- Theatrical release poster
- Directed by: R. K. Vidhyadaran
- Written by: R. K. Vidhyadaran
- Produced by: Babu Thooyavan
- Starring: Saranya Ponvannan Kovai Sarala Kalpana
- Cinematography: Barani Kannan
- Edited by: Meenachi Sundaram
- Production company: Appu Movies
- Release date: 29 June 2018;
- Running time: 152 minutes
- Country: India
- Language: Tamil

= Inba Twinkle Lilly =

2018 Indian Tamil-language film

Inba Twinkle Lilly (also known as Itly) is a 2018 Indian Tamil-language heist comedy film written and directed by R. K. Vidhyadaran. The film stars three female characters (as grandmothers): Saranya Ponvannan, Kovai Sarala and Kalpana. Manobala, Chitra Lakshmanan, Mansoor Ali Khan, Ashmitha, Imman Annachi, and Devadarshini play supportive roles in the film.

The movie was titled as Itly, which was previously titled as Inba Twinkle Lilly as its full form and is the acronym of the three main female characters: Inba (Saranya), Twinkle (Sarala), and Lilly (Kalpana).

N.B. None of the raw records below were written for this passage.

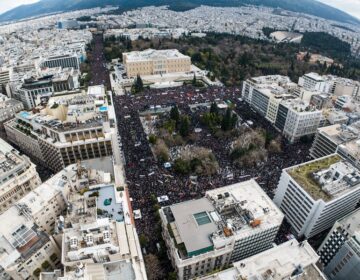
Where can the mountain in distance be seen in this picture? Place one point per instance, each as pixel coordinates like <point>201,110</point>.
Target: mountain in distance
<point>311,7</point>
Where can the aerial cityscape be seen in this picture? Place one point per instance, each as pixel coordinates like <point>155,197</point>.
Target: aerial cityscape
<point>210,140</point>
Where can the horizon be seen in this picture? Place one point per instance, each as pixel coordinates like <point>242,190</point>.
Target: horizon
<point>352,7</point>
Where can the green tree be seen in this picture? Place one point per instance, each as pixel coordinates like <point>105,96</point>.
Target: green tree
<point>174,113</point>
<point>194,80</point>
<point>214,109</point>
<point>181,166</point>
<point>184,126</point>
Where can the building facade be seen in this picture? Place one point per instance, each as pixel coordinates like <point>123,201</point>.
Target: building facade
<point>278,100</point>
<point>315,194</point>
<point>227,225</point>
<point>63,61</point>
<point>343,139</point>
<point>290,260</point>
<point>155,62</point>
<point>18,176</point>
<point>67,130</point>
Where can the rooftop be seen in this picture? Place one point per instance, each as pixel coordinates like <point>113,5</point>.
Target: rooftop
<point>326,178</point>
<point>202,225</point>
<point>341,133</point>
<point>314,76</point>
<point>289,259</point>
<point>11,162</point>
<point>151,54</point>
<point>351,222</point>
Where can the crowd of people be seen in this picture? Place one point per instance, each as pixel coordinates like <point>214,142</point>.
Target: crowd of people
<point>98,71</point>
<point>147,178</point>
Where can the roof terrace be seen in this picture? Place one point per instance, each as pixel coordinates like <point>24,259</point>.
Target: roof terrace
<point>326,178</point>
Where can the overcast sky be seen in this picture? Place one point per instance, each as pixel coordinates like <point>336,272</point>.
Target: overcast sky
<point>350,6</point>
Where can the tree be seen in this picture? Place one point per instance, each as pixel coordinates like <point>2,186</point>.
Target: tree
<point>184,126</point>
<point>214,109</point>
<point>143,240</point>
<point>154,269</point>
<point>194,80</point>
<point>174,113</point>
<point>182,166</point>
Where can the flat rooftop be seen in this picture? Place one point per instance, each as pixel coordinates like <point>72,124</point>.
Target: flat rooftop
<point>151,54</point>
<point>238,209</point>
<point>340,134</point>
<point>289,259</point>
<point>326,178</point>
<point>11,163</point>
<point>351,222</point>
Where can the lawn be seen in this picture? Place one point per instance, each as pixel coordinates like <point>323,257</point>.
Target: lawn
<point>303,176</point>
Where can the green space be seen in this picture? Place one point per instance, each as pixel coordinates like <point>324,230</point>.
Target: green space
<point>303,175</point>
<point>234,58</point>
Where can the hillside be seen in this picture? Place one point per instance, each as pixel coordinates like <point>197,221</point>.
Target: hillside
<point>311,7</point>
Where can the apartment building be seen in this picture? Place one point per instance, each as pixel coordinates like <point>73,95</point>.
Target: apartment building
<point>313,195</point>
<point>18,176</point>
<point>8,108</point>
<point>155,62</point>
<point>34,90</point>
<point>99,238</point>
<point>330,84</point>
<point>345,231</point>
<point>290,260</point>
<point>314,82</point>
<point>276,98</point>
<point>29,232</point>
<point>26,249</point>
<point>68,129</point>
<point>4,79</point>
<point>301,120</point>
<point>49,82</point>
<point>27,227</point>
<point>227,225</point>
<point>343,139</point>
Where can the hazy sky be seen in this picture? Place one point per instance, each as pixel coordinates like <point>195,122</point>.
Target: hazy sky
<point>9,4</point>
<point>350,6</point>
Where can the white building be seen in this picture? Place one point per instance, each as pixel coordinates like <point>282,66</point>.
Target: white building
<point>26,228</point>
<point>283,104</point>
<point>313,195</point>
<point>290,260</point>
<point>18,176</point>
<point>68,129</point>
<point>345,140</point>
<point>98,234</point>
<point>26,249</point>
<point>155,62</point>
<point>314,82</point>
<point>227,225</point>
<point>8,108</point>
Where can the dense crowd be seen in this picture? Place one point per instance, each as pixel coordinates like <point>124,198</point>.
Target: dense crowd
<point>147,178</point>
<point>98,71</point>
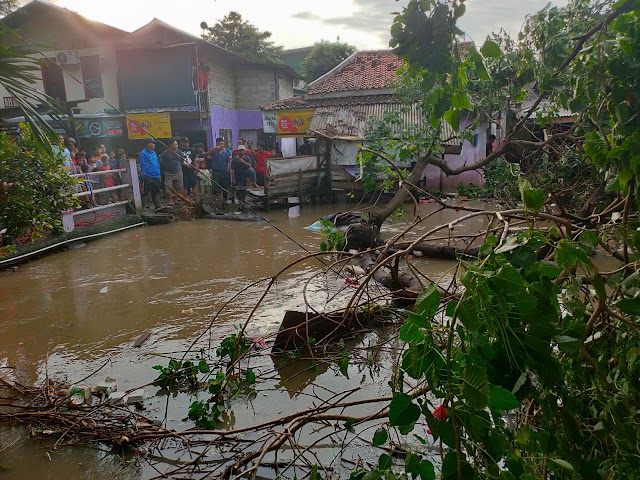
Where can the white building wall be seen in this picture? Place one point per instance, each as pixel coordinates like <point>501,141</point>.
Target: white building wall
<point>222,91</point>
<point>254,87</point>
<point>436,180</point>
<point>75,90</point>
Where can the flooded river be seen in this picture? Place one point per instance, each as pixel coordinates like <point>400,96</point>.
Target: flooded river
<point>79,311</point>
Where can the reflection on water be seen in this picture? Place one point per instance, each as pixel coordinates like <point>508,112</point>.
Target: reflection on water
<point>170,280</point>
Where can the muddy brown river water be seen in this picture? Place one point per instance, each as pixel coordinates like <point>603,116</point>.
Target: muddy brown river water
<point>76,311</point>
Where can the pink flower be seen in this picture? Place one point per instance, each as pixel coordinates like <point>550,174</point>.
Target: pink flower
<point>351,282</point>
<point>440,414</point>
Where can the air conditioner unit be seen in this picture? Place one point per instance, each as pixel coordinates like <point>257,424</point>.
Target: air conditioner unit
<point>69,57</point>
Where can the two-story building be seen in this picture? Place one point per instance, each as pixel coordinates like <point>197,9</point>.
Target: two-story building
<point>208,90</point>
<point>337,109</point>
<point>116,80</point>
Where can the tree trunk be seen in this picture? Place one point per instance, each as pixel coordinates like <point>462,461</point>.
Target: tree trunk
<point>378,217</point>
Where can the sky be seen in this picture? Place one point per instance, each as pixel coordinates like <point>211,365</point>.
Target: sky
<point>294,24</point>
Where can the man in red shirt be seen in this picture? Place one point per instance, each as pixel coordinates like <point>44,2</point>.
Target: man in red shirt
<point>261,156</point>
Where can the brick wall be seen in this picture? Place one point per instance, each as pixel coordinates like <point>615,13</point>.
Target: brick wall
<point>254,87</point>
<point>222,88</point>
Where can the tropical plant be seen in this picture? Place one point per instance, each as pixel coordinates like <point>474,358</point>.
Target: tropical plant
<point>19,74</point>
<point>323,57</point>
<point>35,187</point>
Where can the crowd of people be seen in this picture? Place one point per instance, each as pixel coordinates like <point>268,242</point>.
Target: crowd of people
<point>183,170</point>
<point>180,170</point>
<point>78,161</point>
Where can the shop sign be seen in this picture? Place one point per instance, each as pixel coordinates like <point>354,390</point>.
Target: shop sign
<point>100,127</point>
<point>149,125</point>
<point>294,123</point>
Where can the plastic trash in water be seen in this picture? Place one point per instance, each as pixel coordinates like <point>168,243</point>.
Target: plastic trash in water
<point>109,385</point>
<point>316,227</point>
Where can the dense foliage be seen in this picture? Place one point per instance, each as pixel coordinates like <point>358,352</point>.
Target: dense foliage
<point>323,57</point>
<point>19,75</point>
<point>538,329</point>
<point>239,36</point>
<point>34,188</point>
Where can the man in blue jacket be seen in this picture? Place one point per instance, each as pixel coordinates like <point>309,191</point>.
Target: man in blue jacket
<point>150,174</point>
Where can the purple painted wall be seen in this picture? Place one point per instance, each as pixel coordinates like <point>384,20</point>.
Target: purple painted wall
<point>234,120</point>
<point>185,124</point>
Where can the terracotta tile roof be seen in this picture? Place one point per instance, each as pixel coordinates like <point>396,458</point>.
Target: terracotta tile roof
<point>361,71</point>
<point>294,103</point>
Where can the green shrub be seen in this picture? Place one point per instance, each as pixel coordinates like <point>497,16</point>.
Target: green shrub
<point>34,189</point>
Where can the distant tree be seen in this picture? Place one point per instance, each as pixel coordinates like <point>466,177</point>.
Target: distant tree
<point>239,36</point>
<point>323,57</point>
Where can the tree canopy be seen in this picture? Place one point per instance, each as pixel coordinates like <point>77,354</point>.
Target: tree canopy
<point>239,36</point>
<point>323,57</point>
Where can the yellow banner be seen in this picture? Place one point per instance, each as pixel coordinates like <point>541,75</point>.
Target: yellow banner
<point>148,125</point>
<point>294,123</point>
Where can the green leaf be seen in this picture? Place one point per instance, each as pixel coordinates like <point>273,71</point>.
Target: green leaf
<point>250,377</point>
<point>533,198</point>
<point>475,387</point>
<point>511,243</point>
<point>630,306</point>
<point>521,381</point>
<point>501,399</point>
<point>411,333</point>
<point>508,278</point>
<point>384,462</point>
<point>452,117</point>
<point>589,239</point>
<point>402,411</point>
<point>380,437</point>
<point>562,464</point>
<point>490,49</point>
<point>428,300</point>
<point>461,101</point>
<point>568,344</point>
<point>374,475</point>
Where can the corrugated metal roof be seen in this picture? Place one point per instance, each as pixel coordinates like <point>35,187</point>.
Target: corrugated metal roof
<point>531,98</point>
<point>299,102</point>
<point>368,70</point>
<point>350,122</point>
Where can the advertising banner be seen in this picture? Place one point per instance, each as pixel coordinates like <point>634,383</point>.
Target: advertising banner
<point>294,123</point>
<point>148,125</point>
<point>270,122</point>
<point>100,127</point>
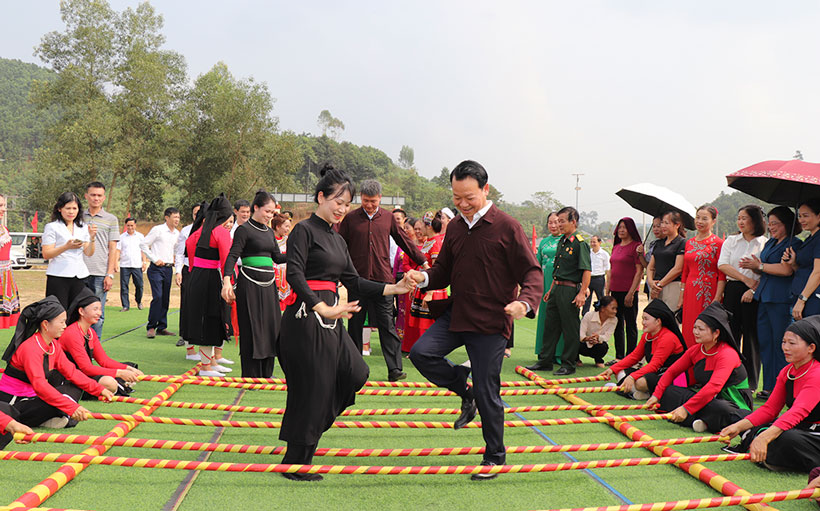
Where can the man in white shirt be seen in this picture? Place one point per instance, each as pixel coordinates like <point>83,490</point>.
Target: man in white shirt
<point>181,275</point>
<point>132,263</point>
<point>159,245</point>
<point>599,258</point>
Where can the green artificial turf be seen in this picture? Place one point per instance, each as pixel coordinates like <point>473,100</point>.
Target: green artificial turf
<point>115,488</point>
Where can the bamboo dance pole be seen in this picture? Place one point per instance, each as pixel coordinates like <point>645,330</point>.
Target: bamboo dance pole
<point>150,443</point>
<point>366,411</point>
<point>359,469</point>
<point>373,424</point>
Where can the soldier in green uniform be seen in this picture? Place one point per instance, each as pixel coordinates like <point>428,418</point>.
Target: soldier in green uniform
<point>566,296</point>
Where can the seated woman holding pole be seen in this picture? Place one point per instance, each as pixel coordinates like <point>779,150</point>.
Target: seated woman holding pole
<point>718,392</point>
<point>39,381</point>
<point>792,440</point>
<point>661,344</point>
<point>82,347</point>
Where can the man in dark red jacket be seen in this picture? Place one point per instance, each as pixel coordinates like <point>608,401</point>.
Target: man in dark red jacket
<point>484,260</point>
<point>367,231</point>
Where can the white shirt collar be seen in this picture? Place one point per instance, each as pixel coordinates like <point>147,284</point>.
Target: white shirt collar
<point>481,212</point>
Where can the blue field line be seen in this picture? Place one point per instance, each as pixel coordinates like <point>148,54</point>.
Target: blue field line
<point>589,472</point>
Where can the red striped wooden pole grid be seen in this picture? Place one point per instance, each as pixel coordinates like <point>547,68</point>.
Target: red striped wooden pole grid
<point>344,452</point>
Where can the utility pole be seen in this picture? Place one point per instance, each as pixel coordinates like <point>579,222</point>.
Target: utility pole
<point>577,187</point>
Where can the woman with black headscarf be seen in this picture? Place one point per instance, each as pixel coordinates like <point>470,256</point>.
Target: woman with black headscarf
<point>82,346</point>
<point>792,440</point>
<point>718,392</point>
<point>34,382</point>
<point>207,315</point>
<point>661,344</point>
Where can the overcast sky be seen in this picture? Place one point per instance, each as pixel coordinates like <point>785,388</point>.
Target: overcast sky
<point>674,93</point>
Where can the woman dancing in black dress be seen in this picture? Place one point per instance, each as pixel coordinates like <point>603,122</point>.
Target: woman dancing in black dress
<point>323,367</point>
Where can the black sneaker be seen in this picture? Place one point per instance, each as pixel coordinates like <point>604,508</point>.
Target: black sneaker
<point>484,476</point>
<point>468,411</point>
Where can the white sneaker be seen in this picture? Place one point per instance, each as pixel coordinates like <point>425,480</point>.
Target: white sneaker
<point>55,423</point>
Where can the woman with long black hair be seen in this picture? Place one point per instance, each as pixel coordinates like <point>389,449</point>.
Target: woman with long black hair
<point>323,367</point>
<point>257,295</point>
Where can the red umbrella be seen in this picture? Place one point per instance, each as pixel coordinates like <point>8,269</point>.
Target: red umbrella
<point>785,183</point>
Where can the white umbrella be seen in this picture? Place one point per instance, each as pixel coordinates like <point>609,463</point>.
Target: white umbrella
<point>656,200</point>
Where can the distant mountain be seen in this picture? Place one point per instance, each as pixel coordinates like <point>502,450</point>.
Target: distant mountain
<point>22,126</point>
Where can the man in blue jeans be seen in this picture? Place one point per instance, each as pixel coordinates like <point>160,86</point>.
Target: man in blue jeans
<point>102,264</point>
<point>158,246</point>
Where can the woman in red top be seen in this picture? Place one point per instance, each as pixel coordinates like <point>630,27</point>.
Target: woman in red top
<point>420,316</point>
<point>624,279</point>
<point>661,344</point>
<point>792,440</point>
<point>718,392</point>
<point>702,282</point>
<point>208,315</point>
<point>37,373</point>
<point>82,345</point>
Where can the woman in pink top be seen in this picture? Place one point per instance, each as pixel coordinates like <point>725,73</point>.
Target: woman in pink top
<point>702,282</point>
<point>624,279</point>
<point>792,440</point>
<point>82,347</point>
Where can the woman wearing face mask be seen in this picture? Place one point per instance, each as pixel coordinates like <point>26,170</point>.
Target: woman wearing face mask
<point>625,276</point>
<point>718,392</point>
<point>773,293</point>
<point>82,347</point>
<point>257,295</point>
<point>666,265</point>
<point>39,381</point>
<point>741,284</point>
<point>703,283</point>
<point>805,261</point>
<point>596,328</point>
<point>661,344</point>
<point>323,366</point>
<point>208,314</point>
<point>790,441</point>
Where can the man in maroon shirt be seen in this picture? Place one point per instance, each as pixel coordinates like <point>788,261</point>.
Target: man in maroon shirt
<point>367,232</point>
<point>485,257</point>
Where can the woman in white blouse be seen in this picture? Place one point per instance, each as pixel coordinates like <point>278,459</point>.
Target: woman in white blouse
<point>741,284</point>
<point>65,240</point>
<point>597,326</point>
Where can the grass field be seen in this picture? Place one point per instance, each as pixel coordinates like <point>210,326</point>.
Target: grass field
<point>116,488</point>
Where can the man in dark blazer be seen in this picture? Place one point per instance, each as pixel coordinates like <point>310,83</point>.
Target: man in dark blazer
<point>484,259</point>
<point>367,231</point>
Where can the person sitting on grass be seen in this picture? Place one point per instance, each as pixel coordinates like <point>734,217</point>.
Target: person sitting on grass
<point>597,327</point>
<point>661,344</point>
<point>792,440</point>
<point>9,426</point>
<point>39,381</point>
<point>81,346</point>
<point>718,392</point>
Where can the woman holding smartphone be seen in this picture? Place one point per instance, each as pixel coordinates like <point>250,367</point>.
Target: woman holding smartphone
<point>65,239</point>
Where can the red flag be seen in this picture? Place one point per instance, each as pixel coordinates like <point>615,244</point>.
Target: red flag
<point>533,239</point>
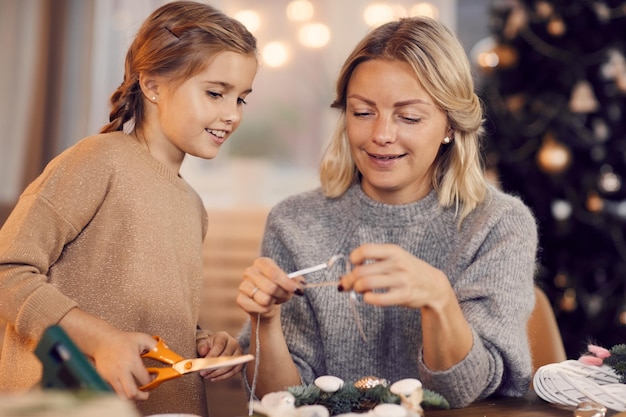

The film is produced by Babu Thooyavan under the production banner Appu Movies, and it also does not have any songs. The film was released on 29 June 2018 and received extremely negative reviews from the audience and critics upon its release.

== Synopsis==
Inba's college-going granddaughter, Ashmitha, is suffering from a serious health problem, and she needs money costing around 6 lakhs. Inba, along with her close friends Twinkle and Lilly, cooperate together to raise money, and while depositing money in the bank, they end up losing it due to a bank robbery led by a terrorist named Kalluthu and his gang. The bank manager refuses to help the trio as the money was not deposited at the time of the robbery. Then they find themselves under tremendous pressure to raise money to rescue Ashmitha, so they hatch a plan to rob the bank where they lost their money along with China, who is Twinkle's love interest. Then, the police and media cover the bank. After a lot of struggles, they come out safely. Afterwards, they get to know that Ashmitha has no disease, but she is stuck with a big problem. The problem is a gang that takes bad videos of women and asks for money. However, the video of Ashmitha is uploaded for not giving money. How they save Ashmitha's life forms the rest of the plot.

== Cast ==

- Saranya Ponvannan as Inba, close friend of Twinkle and Lilly
- Kovai Sarala as Twinkle, close friend of Inba and Lilly
- Kalpana as Lilly, close friend of Inba and Twinkle
- Manobala as China, Twinkle's love interest
- Mansoor Ali Khan as Kalluthu (Terrorist)
- Ashmitha as Ashmitha
- Imman Annachi as Inspector Ekambaram
- Devadarshini as Sub-Inspector Sivagami
- Vennira Aadai Moorthy as Astrologer
- Chitra Lakshmanan as Bank Manager
- Swaminathan as Ashmitha's father
- Pandu as Producer
- Crane Manohar as Spiritual Astrologer
- Delhi Ganesh as Doctor
- Anu Krishna
- Athulya Ravi as reporter (uncredited)

== Release ==
The film was released on 29 June 2018, two years after the death of actress Kalpana who also starred in the film and was also her last feature film. The film was criticised for weak writing and poor joke sequences which caused negative impacts to the film at the box office.